Brensing has attended a shoebox giveaway in Uganda. She said that many of the children lift the lid and quickly close it because it's just that overwhelming for them. The mothers stand back with tears running down their faces.
Some of the kids will be more bold and open the boxes.
"They'll pull out an electric toothbrush and once they are shown what it's for they'll brush their teeth and everyone else's teeth around them," Brensing said.
"They are so loving and accepting," Brensing said. "The experience is humbling."
The idea behind the shoeboxes is to connect the child with a local church. The kids are invited to a party at the church to retrieve the boxes and are invited to come back.

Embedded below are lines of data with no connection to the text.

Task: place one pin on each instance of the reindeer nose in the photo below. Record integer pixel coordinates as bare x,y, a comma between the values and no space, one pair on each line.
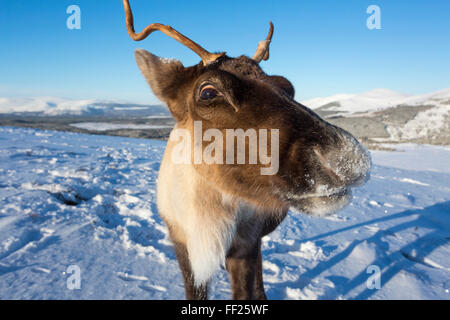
348,162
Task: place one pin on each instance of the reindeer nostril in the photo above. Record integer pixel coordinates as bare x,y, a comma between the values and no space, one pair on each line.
347,164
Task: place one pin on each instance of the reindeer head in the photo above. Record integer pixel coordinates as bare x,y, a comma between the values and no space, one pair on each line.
319,163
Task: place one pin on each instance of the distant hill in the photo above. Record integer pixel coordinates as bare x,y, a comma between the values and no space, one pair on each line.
383,115
52,106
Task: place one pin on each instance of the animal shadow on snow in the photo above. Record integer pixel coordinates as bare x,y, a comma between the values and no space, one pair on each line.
434,218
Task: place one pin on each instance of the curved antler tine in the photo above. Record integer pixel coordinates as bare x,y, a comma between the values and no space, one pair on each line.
262,52
206,56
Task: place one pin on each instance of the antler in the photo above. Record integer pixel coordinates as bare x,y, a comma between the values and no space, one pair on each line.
262,52
206,56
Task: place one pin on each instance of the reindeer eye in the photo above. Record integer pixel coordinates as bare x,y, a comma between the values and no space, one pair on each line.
208,92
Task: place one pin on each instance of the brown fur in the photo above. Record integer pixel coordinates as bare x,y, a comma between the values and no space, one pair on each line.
313,153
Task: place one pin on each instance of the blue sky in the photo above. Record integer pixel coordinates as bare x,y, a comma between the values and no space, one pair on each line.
323,47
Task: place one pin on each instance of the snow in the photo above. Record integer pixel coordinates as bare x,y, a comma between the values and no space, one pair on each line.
54,106
69,199
378,99
104,126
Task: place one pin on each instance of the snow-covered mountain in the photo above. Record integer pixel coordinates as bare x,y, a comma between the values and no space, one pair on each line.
54,106
377,99
70,200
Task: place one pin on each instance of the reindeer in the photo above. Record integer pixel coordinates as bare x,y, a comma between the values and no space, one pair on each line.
216,213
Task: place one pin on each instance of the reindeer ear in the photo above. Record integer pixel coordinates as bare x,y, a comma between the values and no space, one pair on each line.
164,76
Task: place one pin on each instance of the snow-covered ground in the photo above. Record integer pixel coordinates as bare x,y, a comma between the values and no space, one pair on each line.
105,126
70,199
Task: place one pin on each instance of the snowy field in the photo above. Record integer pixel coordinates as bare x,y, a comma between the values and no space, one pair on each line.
73,199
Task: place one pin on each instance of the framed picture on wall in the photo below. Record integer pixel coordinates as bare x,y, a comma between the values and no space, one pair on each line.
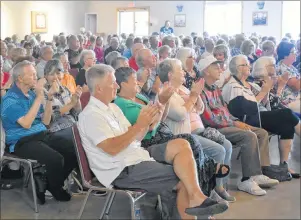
180,20
39,23
260,18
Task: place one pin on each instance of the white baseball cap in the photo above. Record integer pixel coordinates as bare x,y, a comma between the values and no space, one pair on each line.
207,61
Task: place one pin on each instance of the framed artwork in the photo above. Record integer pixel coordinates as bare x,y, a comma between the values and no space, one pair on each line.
39,23
260,18
180,20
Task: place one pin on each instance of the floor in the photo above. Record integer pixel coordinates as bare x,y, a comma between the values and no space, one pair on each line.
283,202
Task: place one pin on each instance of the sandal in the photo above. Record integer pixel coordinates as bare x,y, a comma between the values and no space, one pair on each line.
220,174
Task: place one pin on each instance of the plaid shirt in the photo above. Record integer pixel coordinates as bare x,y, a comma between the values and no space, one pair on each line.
235,51
216,114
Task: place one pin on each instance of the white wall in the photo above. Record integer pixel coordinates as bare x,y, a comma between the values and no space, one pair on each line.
70,16
274,9
159,12
63,16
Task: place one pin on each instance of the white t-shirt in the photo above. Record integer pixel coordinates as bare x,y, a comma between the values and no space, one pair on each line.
98,122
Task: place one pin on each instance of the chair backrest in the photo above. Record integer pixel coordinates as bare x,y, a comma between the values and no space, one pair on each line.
84,99
83,163
74,72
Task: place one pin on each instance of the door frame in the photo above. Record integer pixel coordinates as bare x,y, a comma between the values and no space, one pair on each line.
132,9
86,16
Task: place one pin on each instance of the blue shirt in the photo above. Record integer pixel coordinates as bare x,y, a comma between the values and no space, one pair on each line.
14,106
127,53
166,30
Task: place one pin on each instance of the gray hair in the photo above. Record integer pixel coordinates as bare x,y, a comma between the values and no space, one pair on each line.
183,53
165,67
58,56
233,64
18,69
95,73
43,50
221,48
268,46
163,49
259,67
83,55
245,46
122,74
209,45
117,62
52,67
112,56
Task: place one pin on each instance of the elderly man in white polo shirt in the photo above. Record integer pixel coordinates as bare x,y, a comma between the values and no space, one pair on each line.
113,149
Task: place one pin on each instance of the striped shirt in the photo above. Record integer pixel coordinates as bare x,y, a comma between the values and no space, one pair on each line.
14,106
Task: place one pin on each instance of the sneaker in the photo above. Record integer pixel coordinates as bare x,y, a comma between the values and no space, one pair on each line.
251,187
264,181
214,195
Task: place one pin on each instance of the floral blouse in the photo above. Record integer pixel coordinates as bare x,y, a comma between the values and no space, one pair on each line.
288,95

These churches help meet physical needs such as food as well as spiritual needs, Brensing said.
Shoeboxes should be standard size, no boot boxes. There are three age groups: ages 2 to 4, 5 to 9, 10 to 14 and these are divided into boy and girl. The items must be new and can include school supplies, toys and personal hygiene items. No liquids, breakable items or war-related items such as toy guns are allowed.
"Everywhere they look, these kids see people with guns," Brensing said. "Many have lost their parents due to war."
The collection time period is between Nov. 18 and 25 at First Christian Church in Chickasha. More details about the shoeboxes will be released as the November deadline approaches.